Graduate Seminar

Location:  RI 208 and Livestream

Speaker: Patrick Melanson

PhD Student supervised by Remus Floricel

Title:  Irrational Rotation Algebras and Non-Commutative Solenoids

Zoom: https://uregina-ca.zoom.us/j/92053635111?pwd=U25NcEp6amlGV1YrRDdnUm5qNlhaUT09

Abstract:

In the 1980s, Rieffel introduced the idea of irrational rotation algebras, also called the non-commutative torus. Let \(\theta\) be a real number (thought of as an angle), and U,V being bounded unitaries from \(L^2(R/Z)\) with the property that \(VU = e^{i\pi\theta} UV\).

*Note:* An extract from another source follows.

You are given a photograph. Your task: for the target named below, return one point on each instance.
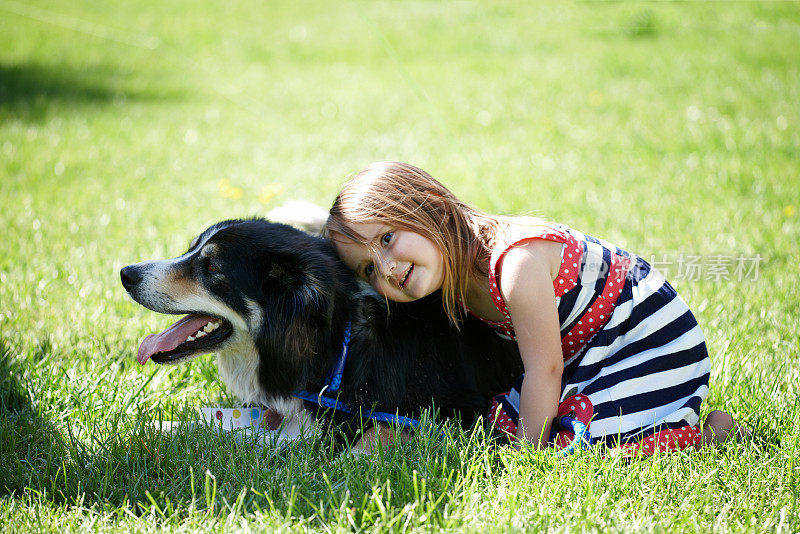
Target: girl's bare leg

Then \(A_{\theta}\) is the C*-algebra generated by U,V. We are interested in the case that \(\theta\) is an irrational number, since we then find that \(A_{\theta}\) is a simple algebra.

Given a sequence \(\theta = \{ \theta_i \}\) and N > 1 a natural number satisfying certain properties, we can construct a directed system whose direct limit is the N non-commutative solenoid \(A^S_{\theta}\). The non-commutative solenoid can also be realized as a twisted group C*-algebra, defined by a specific cocycle. We can call the above the non-commutative 2-torus, and the non-commutative 2-N-solenoid and then generalize to higher dimensions, with analogous characterizations of simplicity.